Late one night he had to step over the prone form of a brother in prayer as he made his way to the toilet to jerk off.

The world changes first in the mind of the man who wants to change it. The time is coming, our truth, our shame, and each man becomes the other, and the other still another, and then there is no separation.

Amir spoke in his face. His full name was Mohamed Mohamed el-Amir el-Sayed Atta.

There was the feeling of lost history. They were too long in isolation. This is what they talked about, being crowded out by other cultures, other futures, the all-enfolding will of capital markets and foreign policies.

This was Amir, his mind was in the upper skies, making sense of things, drawing things together.

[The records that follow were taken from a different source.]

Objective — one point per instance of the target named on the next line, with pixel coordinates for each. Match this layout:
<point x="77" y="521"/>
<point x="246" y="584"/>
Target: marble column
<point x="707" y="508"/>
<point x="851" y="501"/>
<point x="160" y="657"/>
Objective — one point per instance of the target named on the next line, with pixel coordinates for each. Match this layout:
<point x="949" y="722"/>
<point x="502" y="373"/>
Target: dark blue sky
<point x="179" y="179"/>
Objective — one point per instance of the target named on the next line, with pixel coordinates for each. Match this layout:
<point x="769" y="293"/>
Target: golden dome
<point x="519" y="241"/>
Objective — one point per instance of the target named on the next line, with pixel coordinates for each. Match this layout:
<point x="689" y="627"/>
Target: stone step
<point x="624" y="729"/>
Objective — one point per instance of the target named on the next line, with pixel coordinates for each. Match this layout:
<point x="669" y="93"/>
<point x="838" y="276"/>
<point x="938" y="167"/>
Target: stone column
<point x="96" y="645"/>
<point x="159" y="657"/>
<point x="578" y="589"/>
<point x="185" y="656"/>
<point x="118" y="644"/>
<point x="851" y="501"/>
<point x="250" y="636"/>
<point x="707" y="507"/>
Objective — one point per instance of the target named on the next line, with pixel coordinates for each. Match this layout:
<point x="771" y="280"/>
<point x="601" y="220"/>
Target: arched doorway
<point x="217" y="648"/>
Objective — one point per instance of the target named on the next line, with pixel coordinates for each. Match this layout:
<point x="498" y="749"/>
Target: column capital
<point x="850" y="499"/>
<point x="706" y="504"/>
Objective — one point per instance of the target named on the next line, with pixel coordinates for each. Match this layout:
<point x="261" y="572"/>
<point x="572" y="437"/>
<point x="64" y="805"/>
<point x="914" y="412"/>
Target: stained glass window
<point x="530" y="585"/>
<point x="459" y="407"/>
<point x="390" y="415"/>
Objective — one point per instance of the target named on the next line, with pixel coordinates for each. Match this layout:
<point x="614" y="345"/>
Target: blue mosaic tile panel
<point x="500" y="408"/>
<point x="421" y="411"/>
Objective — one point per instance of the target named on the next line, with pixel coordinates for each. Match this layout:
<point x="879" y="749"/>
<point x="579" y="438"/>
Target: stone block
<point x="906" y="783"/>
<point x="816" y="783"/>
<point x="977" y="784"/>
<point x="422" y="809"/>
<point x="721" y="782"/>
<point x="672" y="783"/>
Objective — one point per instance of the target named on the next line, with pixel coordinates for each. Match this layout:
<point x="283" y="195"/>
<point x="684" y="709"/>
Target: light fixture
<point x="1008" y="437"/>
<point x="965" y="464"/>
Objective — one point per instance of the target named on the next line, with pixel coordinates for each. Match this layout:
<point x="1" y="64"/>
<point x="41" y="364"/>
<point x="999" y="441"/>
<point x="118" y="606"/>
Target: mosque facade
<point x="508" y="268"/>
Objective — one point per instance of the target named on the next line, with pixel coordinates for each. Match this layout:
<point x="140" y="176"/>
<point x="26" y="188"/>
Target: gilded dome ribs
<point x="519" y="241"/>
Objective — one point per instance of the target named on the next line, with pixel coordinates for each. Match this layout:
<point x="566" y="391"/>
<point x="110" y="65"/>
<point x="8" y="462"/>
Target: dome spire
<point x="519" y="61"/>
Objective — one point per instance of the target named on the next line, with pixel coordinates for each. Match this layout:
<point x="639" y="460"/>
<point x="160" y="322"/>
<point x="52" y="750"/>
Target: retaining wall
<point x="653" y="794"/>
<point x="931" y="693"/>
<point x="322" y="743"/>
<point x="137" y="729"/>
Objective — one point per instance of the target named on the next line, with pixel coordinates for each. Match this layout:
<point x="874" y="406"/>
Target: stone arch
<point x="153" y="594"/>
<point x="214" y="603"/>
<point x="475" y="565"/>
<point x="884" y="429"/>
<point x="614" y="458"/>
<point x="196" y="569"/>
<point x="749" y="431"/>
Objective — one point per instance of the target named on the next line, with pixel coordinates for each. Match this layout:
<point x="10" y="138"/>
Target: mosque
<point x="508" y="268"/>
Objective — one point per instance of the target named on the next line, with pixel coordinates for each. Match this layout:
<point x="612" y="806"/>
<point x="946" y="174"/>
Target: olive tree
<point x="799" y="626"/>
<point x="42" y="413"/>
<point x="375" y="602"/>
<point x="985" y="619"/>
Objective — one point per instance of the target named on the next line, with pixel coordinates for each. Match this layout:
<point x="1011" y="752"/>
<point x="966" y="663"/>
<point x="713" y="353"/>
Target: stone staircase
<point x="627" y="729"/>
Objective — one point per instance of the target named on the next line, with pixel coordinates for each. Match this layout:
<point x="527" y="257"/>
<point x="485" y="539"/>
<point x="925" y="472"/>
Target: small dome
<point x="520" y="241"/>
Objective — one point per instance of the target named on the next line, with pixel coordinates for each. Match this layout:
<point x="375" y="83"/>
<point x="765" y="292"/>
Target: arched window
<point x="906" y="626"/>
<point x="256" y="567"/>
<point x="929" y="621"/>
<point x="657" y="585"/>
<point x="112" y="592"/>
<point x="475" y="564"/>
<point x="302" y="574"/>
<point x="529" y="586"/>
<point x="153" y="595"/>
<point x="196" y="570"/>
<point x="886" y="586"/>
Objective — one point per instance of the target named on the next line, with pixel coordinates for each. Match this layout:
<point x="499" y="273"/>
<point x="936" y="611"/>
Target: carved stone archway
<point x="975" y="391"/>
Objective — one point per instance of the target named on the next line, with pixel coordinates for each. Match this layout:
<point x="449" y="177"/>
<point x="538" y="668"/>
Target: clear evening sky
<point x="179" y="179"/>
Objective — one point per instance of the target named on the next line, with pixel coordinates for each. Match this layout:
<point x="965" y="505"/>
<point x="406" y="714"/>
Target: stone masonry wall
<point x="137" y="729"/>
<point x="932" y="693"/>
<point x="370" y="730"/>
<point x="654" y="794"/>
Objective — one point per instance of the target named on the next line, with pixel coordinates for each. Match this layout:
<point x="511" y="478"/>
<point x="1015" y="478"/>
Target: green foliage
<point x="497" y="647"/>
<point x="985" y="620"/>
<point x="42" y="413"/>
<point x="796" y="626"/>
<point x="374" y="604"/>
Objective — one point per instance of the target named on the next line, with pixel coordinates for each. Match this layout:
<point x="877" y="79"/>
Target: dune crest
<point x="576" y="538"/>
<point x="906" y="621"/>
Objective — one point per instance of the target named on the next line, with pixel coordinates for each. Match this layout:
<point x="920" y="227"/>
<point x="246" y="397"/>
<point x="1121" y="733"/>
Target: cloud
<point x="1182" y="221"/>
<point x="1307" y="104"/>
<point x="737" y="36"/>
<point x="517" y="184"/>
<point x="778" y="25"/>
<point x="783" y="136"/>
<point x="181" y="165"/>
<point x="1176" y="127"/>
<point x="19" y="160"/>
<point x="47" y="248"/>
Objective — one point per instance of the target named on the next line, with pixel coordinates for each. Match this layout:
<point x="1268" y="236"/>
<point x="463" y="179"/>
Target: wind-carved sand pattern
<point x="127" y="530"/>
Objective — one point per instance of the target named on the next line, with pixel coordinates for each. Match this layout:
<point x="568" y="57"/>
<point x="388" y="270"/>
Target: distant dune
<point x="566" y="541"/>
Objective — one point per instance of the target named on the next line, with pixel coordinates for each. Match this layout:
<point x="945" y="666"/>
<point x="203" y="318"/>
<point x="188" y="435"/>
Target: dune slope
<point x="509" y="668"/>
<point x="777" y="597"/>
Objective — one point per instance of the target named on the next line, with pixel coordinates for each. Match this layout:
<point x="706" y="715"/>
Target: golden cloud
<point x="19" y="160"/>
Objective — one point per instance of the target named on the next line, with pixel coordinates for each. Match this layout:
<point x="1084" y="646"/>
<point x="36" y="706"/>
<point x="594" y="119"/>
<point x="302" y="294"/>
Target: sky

Hammad knew a woman who was German, Syrian, what else, a little Turkish. She had dark eyes and a floppy body that liked contact. They shuffled across the room toward her cot, clamped tight, with her roommate on the other side of the door studying English. Everything happened in crowded segments of place and time. His dreams seemed compressed, small rooms, nearly bare, quickly dreamt. Sometimes he and the two women played crude word games, inventing nonsense rhymes in four pidgin languages.

He didn’t know the name of the German security agency in any language. Some of the men who passed through the flat were dangerous to the state. Read the texts, fire the guns. They were probably being watched, phones tapped, signals intercepted. They preferred anyway to talk in person. They knew that all signals traveling in the air are vulnerable to interception. The state has microwave sites. The state has ground stations and floating satellites, Internet exchange points. There is photo reconnaissance that takes a picture of a dung beetle from one hundred kilometers up.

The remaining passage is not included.